Borrowing Plots

There are no original plots so don’t waste time trying to create an original plot. Instead, focus on creating an original story based on an unoriginal plot. One simple way to create a plot is to simply “borrow” a plot from another story.

“Clueless” was actually based on Jane Austen’s novel “Emma” except modernized for today’s world. The Korean comedy action thriller “The Good, the Bad, the Weird” was based on “The Good, the Bad, and the Ugly.”

Take a familiar plot from one story and put it in a different time period such as what “Clueless” did with the novel “Emma.” Take a common plot like one man against an army of villains and change the setting. “Die Hard” put the hero trapped in a skyscraper, “Under Siege” put the hero trapped on a battleship, and “Speed” put the hero inside a speeding bus.

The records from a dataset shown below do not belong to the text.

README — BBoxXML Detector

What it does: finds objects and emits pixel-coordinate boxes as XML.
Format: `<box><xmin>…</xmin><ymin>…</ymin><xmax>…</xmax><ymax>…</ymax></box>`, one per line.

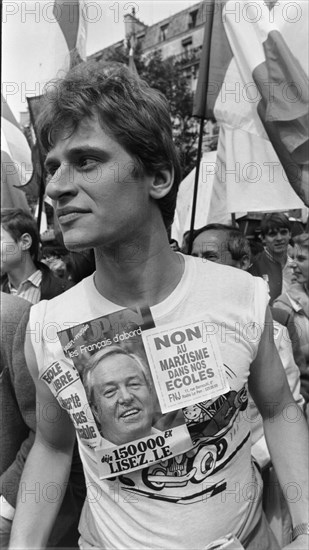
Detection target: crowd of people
<box><xmin>1</xmin><ymin>60</ymin><xmax>308</xmax><ymax>550</ymax></box>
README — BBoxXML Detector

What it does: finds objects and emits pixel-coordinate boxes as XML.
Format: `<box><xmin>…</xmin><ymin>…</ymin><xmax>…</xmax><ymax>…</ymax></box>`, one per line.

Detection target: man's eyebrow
<box><xmin>68</xmin><ymin>146</ymin><xmax>111</xmax><ymax>158</ymax></box>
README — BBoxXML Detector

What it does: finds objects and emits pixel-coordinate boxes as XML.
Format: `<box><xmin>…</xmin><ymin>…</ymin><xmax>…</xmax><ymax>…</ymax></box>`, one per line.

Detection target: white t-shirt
<box><xmin>30</xmin><ymin>254</ymin><xmax>269</xmax><ymax>549</ymax></box>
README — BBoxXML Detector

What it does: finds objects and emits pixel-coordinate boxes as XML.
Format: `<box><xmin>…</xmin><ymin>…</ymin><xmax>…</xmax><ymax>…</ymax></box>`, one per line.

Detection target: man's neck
<box><xmin>7</xmin><ymin>257</ymin><xmax>38</xmax><ymax>289</ymax></box>
<box><xmin>94</xmin><ymin>230</ymin><xmax>184</xmax><ymax>308</ymax></box>
<box><xmin>265</xmin><ymin>247</ymin><xmax>288</xmax><ymax>267</ymax></box>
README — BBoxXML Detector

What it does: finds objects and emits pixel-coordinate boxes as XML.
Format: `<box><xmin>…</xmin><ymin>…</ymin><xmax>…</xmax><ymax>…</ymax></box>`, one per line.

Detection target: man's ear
<box><xmin>149</xmin><ymin>168</ymin><xmax>174</xmax><ymax>200</ymax></box>
<box><xmin>238</xmin><ymin>255</ymin><xmax>251</xmax><ymax>271</ymax></box>
<box><xmin>20</xmin><ymin>233</ymin><xmax>32</xmax><ymax>251</ymax></box>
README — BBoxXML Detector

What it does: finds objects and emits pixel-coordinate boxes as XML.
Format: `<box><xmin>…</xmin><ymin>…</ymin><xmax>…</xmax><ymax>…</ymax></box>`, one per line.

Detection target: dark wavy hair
<box><xmin>260</xmin><ymin>213</ymin><xmax>291</xmax><ymax>236</ymax></box>
<box><xmin>1</xmin><ymin>208</ymin><xmax>39</xmax><ymax>259</ymax></box>
<box><xmin>37</xmin><ymin>61</ymin><xmax>181</xmax><ymax>229</ymax></box>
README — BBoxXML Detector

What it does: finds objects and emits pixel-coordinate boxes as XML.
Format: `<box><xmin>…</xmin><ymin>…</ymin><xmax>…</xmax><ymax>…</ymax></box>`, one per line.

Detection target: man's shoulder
<box><xmin>1</xmin><ymin>292</ymin><xmax>32</xmax><ymax>323</ymax></box>
<box><xmin>192</xmin><ymin>255</ymin><xmax>251</xmax><ymax>282</ymax></box>
<box><xmin>248</xmin><ymin>250</ymin><xmax>282</xmax><ymax>278</ymax></box>
<box><xmin>248</xmin><ymin>250</ymin><xmax>267</xmax><ymax>271</ymax></box>
<box><xmin>191</xmin><ymin>256</ymin><xmax>257</xmax><ymax>301</ymax></box>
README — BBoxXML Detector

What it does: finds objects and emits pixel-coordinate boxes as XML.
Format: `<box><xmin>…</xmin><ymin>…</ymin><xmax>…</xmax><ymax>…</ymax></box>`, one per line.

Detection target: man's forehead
<box><xmin>48</xmin><ymin>116</ymin><xmax>97</xmax><ymax>147</ymax></box>
<box><xmin>264</xmin><ymin>224</ymin><xmax>289</xmax><ymax>234</ymax></box>
<box><xmin>95</xmin><ymin>354</ymin><xmax>142</xmax><ymax>375</ymax></box>
<box><xmin>193</xmin><ymin>230</ymin><xmax>228</xmax><ymax>250</ymax></box>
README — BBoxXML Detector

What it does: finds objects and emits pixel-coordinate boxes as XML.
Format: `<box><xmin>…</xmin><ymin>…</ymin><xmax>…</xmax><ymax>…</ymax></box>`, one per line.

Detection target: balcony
<box><xmin>173</xmin><ymin>46</ymin><xmax>202</xmax><ymax>67</ymax></box>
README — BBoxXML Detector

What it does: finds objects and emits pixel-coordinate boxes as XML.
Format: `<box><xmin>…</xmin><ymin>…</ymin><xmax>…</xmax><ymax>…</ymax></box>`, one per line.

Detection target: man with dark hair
<box><xmin>10</xmin><ymin>63</ymin><xmax>308</xmax><ymax>550</ymax></box>
<box><xmin>248</xmin><ymin>212</ymin><xmax>294</xmax><ymax>304</ymax></box>
<box><xmin>1</xmin><ymin>208</ymin><xmax>67</xmax><ymax>303</ymax></box>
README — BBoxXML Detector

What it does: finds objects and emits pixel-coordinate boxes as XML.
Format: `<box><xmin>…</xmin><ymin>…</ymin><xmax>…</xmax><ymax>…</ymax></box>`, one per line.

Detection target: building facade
<box><xmin>89</xmin><ymin>2</ymin><xmax>208</xmax><ymax>92</ymax></box>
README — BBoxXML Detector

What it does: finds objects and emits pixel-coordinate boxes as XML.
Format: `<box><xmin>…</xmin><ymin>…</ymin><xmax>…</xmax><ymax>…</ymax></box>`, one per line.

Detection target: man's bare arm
<box><xmin>249</xmin><ymin>306</ymin><xmax>309</xmax><ymax>549</ymax></box>
<box><xmin>9</xmin><ymin>327</ymin><xmax>76</xmax><ymax>549</ymax></box>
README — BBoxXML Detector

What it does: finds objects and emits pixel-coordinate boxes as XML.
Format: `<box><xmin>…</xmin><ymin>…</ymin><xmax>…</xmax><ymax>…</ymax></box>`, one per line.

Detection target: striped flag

The real creativity in story telling never comes from the plot but from the way the plot unfolds with characters unique to your particular story. Although “Die Hard” and “Under Siege” are basically the same story, the different settings make each story unique.

If you’ve ever watched a bad movie, borrow the plot and use it to write a good screenplay. Don’t worry about creating original plots. Worry about creating original characters in original settings who behave in original ways. The real creativity in screenwriting always lies in character development and story structure, not in the plot.

“Cinderella” is about an underdog trying to survive in a harsh world, which is no different than “Rocky” or “The Karate Kid.” “The Bad News Bears” is about an underdog baseball team, which is nearly identical to the underdog running team in “McFarland.” There are few original plots so don’t bother trying to find one. Focus on telling interesting scenes with original dialogue to support a compelling story. If you can do that, everyone will forget that they’ve seen the same plot before.